それにかぶさるように、依頼人の哀愁の色と、時代がかったセピア色が混合され薄いレイヤーのように全体を覆っている。

ミステリアスなイメージに貢献してる福元画伯の描く地獄少女の絵は『serial experiments lain』のキャラデザインで有名な安倍吉俊の手によるものだそうで、なるほどこの惹きこまれそうな艶っぽさはそのせいかと納得。

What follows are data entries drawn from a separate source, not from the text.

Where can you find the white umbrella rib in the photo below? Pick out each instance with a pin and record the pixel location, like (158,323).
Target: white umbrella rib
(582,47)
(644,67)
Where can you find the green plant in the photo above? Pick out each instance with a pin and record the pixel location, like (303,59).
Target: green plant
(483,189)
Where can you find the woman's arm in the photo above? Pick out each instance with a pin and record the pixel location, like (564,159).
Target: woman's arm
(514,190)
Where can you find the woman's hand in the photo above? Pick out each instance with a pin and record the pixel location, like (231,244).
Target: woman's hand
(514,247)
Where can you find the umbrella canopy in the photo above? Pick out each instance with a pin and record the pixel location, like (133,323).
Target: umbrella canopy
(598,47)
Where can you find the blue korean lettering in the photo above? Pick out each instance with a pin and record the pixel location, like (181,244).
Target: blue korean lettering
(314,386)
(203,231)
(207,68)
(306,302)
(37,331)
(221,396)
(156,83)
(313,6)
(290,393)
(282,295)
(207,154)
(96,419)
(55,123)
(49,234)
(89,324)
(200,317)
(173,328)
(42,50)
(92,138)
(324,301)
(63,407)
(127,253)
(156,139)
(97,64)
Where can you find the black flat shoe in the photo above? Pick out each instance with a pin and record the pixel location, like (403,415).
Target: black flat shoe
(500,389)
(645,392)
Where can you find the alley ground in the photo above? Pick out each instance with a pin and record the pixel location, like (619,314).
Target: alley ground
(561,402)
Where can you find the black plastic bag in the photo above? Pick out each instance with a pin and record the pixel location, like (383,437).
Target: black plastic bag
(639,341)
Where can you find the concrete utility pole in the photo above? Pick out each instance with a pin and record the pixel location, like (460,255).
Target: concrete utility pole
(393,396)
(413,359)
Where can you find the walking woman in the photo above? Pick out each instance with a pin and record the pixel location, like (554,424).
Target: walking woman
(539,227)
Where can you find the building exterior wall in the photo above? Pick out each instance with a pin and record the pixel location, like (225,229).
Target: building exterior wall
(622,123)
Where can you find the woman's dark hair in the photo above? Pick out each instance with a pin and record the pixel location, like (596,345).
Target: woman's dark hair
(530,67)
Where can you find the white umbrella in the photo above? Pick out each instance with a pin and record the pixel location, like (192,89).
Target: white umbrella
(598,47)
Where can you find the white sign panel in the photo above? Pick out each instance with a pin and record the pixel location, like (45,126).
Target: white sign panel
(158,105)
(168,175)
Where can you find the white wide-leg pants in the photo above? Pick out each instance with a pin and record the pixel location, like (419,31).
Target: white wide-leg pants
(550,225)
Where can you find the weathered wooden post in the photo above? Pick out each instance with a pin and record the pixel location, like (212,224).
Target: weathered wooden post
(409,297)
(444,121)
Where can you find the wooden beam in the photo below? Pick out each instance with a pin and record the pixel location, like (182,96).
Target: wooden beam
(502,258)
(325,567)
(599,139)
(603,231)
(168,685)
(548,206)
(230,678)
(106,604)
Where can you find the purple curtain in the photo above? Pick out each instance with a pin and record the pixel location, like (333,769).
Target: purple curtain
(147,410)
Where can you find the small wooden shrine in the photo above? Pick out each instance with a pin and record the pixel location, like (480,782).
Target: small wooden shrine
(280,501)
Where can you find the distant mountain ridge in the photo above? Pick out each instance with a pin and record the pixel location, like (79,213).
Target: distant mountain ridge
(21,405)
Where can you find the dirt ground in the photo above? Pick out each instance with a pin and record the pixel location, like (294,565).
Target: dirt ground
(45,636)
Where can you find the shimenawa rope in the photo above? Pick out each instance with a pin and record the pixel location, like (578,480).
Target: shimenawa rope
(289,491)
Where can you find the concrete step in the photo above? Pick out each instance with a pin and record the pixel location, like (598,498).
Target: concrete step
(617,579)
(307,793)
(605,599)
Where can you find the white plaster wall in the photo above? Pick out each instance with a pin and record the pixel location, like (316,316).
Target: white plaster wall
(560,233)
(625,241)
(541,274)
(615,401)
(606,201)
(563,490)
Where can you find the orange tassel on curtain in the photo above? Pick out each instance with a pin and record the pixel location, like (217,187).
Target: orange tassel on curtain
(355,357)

地獄に落ちることから逃れようと生きてきて、最後に朽ちようという寸前、
老人が最後に望んだのは地獄少女にひと目合うことだった。

そしてこのジャーナリストにバトンが渡される瞬間のカタルシス。
すべてが終わってから琴の音がかぶさるいつものエンディング。
ちょっと泣きそうになりました。
まさか地獄少女で感動するなんて。

地獄少女の目的などは現段階ですべて謎だし、いってしまえばスタッフも何も考えてないのだと思う。
しかし、依頼人の地獄送りを哀れんでいるように見える地獄少女と、依頼人の最後の物語は、
そんな理屈はどうでもよくなるくらいに美しい。
この物語を見るために、十話ほどの陳腐な物語があったのなら、その不満感も解消される。

正直言って前半があまりに陳腐だったので、後半戦も期待してはいないのだけど、
最後まで見るのは確実だ。こういう1本をだされたら。
あとがダメだったらそういう詐欺。